Os que estão contrariados com o jeito de Francisco deveriam dobrar os joelhos e rogar a Deus para que dê a ele, o Papa, vida longa e saudável, firmeza, sabedoria e discernimento. Que lhe inspire a continuar assim: sendo, antes de tudo, o servo dos servos de Deus. Este, sim, o mais belo título que o sucessor de Pedro ostenta. O servo maior foi o próprio Jesus Cristo, que já nasceu servo, posto numa manjedoura como para anunciar ao mundo o seu modo de vida e o modo de vida dos seus seguidores: o despojamento, a simplicidade, a luta pela igualdade, a denúncia contra toda injustiça e toda opressão. Enfim, a luta contra o pecado. O zelo pela casa do Pai.  

Os católicos contrariados com Francisco deveriam colocar-se no lugar do bom samaritano ou daquela samaritana que deu de beber a Jesus no poço de Jacó, naquele dia em que Ele se sentia tão fatigado e, por isso mesmo, sedento. Porém, era Ele quem tinha a água que quem a bebesse nunca mais teria sede. Até cardeais, agora, interpelam o Papa publicamente, quando o deveriam fazer internamente e de forma digna! Os católicos que não aceitam o modo de Francisco conduzir o seu pastoreio parece que ainda não beberam dessa água. Que Deus me perdoe. E que eu esteja absolutamente errado nisto que afirmo.

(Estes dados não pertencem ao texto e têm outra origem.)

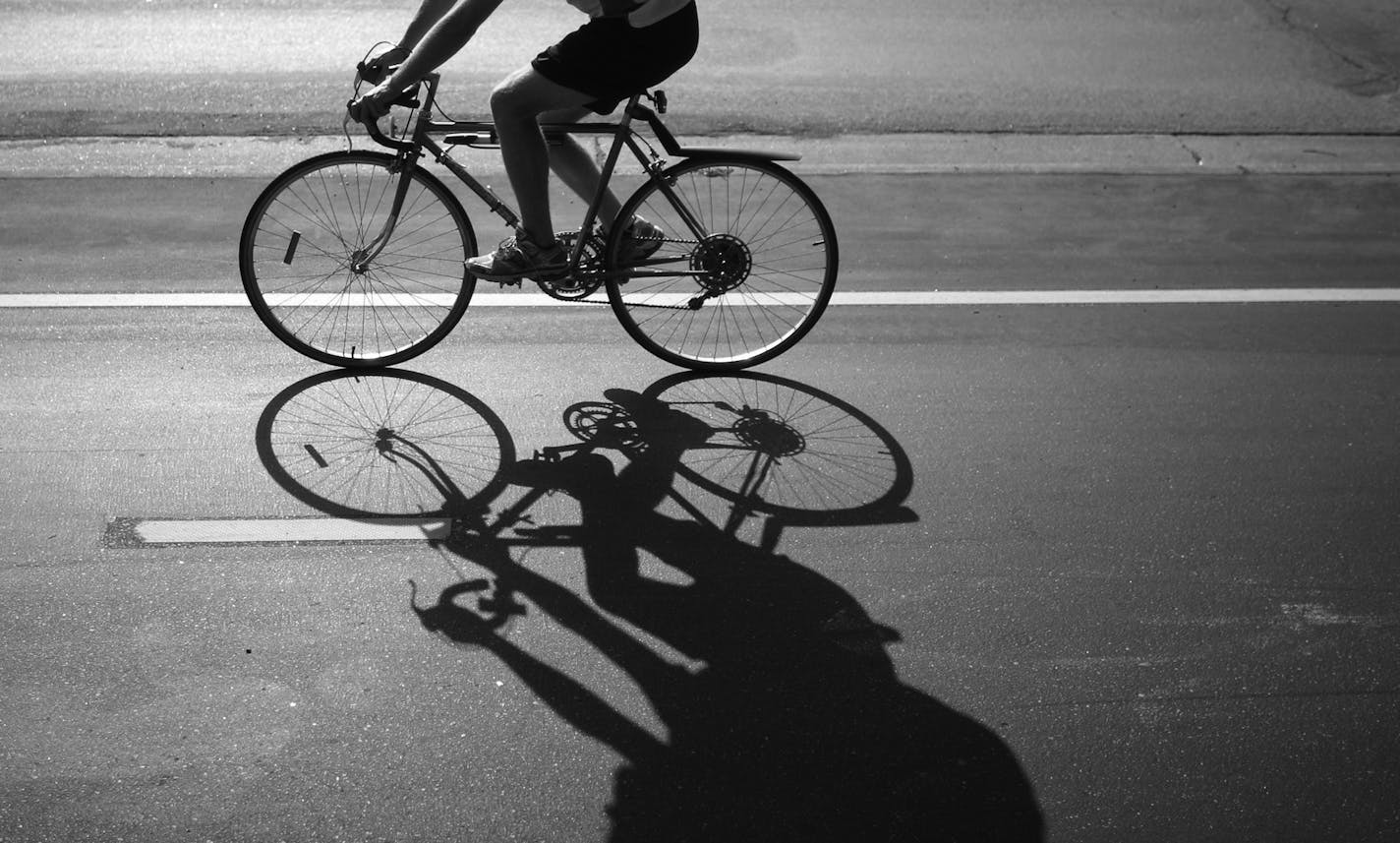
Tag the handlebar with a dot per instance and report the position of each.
(408, 98)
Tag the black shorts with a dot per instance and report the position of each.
(611, 60)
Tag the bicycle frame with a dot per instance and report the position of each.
(482, 135)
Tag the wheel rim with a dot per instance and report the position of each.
(746, 287)
(325, 287)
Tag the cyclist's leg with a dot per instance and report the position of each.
(577, 168)
(515, 106)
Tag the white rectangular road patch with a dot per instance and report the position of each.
(274, 531)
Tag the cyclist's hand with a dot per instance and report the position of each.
(374, 104)
(379, 62)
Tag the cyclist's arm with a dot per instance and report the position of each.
(428, 14)
(435, 42)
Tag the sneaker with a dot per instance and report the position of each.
(518, 258)
(640, 241)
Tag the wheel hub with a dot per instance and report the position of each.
(724, 261)
(769, 436)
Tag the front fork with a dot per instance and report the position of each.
(362, 258)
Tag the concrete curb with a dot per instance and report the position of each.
(1135, 154)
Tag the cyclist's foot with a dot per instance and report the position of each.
(639, 241)
(518, 258)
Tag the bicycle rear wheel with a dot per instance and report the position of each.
(310, 228)
(745, 267)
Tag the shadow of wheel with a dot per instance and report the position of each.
(789, 450)
(383, 444)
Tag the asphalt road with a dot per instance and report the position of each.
(1079, 572)
(1128, 569)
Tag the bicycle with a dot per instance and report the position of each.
(357, 258)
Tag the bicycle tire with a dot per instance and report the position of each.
(383, 444)
(828, 462)
(296, 261)
(748, 286)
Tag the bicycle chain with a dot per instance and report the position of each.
(574, 298)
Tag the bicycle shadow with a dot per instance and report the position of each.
(796, 727)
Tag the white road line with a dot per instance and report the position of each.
(842, 298)
(280, 531)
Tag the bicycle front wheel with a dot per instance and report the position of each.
(743, 267)
(304, 257)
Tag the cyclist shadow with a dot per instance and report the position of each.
(796, 728)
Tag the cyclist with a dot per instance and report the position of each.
(626, 46)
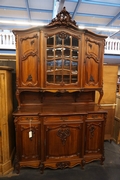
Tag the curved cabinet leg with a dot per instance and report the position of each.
(17, 165)
(83, 163)
(101, 95)
(102, 159)
(42, 168)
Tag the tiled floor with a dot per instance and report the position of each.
(92, 171)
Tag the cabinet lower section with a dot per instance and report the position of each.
(59, 141)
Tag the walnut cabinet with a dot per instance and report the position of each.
(58, 69)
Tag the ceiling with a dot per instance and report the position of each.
(91, 14)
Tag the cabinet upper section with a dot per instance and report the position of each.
(59, 56)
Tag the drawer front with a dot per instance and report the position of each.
(28, 119)
(95, 116)
(63, 118)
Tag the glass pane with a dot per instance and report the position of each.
(66, 64)
(50, 65)
(75, 54)
(50, 53)
(67, 41)
(50, 78)
(58, 64)
(58, 52)
(50, 41)
(74, 67)
(58, 79)
(74, 42)
(67, 52)
(58, 40)
(73, 78)
(66, 79)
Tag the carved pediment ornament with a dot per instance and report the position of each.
(63, 18)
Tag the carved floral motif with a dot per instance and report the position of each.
(63, 18)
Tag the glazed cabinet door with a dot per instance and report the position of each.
(28, 73)
(28, 134)
(93, 61)
(62, 59)
(63, 142)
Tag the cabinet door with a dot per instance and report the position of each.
(29, 60)
(94, 134)
(93, 60)
(62, 56)
(28, 136)
(63, 140)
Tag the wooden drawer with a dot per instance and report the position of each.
(95, 116)
(27, 119)
(63, 118)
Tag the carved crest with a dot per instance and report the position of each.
(63, 18)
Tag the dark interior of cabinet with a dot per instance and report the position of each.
(28, 97)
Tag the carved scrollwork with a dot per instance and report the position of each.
(63, 18)
(63, 165)
(63, 35)
(63, 134)
(34, 36)
(25, 56)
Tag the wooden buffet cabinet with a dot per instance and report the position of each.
(58, 69)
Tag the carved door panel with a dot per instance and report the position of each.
(94, 137)
(28, 141)
(92, 66)
(63, 140)
(29, 60)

Por outro lado, parte considerável da imprensa, tangida sabe-se lá por quais interesses (servir, por exemplo, para atiçar a contrariedade de católicos para com Francisco, ou de grupos poderosos, política e economicamente, que contestam as palavras do Papa em defesa dos mais pobres, como Jesus o fez?), têm interpretado as palavras de Francisco como bem querem, não raramente fugindo à realidade do que ele tem dito. Isto já se tornou recorrente. Há certos grupos com vozes na imprensa mundial, que querem que a Igreja mude de posição em face de certos comportamentos sociais. A Igreja defende e anuncia um modo de vida lastreado na Palavra de Deus. Se isto já não serve para algumas pessoas, não há muito que fazer. A Palavra não se ajusta aos comportamentos. Os comportamentos devem se ajustar à Palavra. Ou não. Cada um é livre para fazer suas escolhas. Contudo, nem toda escolha deve ser acolhida. Deve, sim, ser respeitada. O respeito é cabível em todo tempo e lugar. Inclusive, quanto ao pensamento de quem pensa o contrário disto ou daquilo. Quem respeita, acolhe. Acolher a todos, como Jesus acolheu os pecadores, embora Ele abominasse o pecado: “Vai, e não tornes a pecar”, foi o que ele disse à mulher adúltera, após perdoar-lhe os pecados.

Francisco foi o escolhido no conclave de 2013. Ele é o líder espiritual de todos os católicos. O Espírito Santo não errou, até porque Ele não erra, ao conduzir os cardeais a escolher o cardeal de Buenos Aires, para suceder ao cardeal Ratzinger, o Papa emérito Bento XVI. Salve Francisco, o homem que foram buscar no fim do mundo, para anunciar ao mundo inteiro de modo simples o que Jesus ensinou e viveu de modo muito mais simples ainda!

(*) DIÁCONO. ADVOGADO. PROFESSOR DA UFS. MEMBRO DA ASL DA ASLJ E DO IHGSE.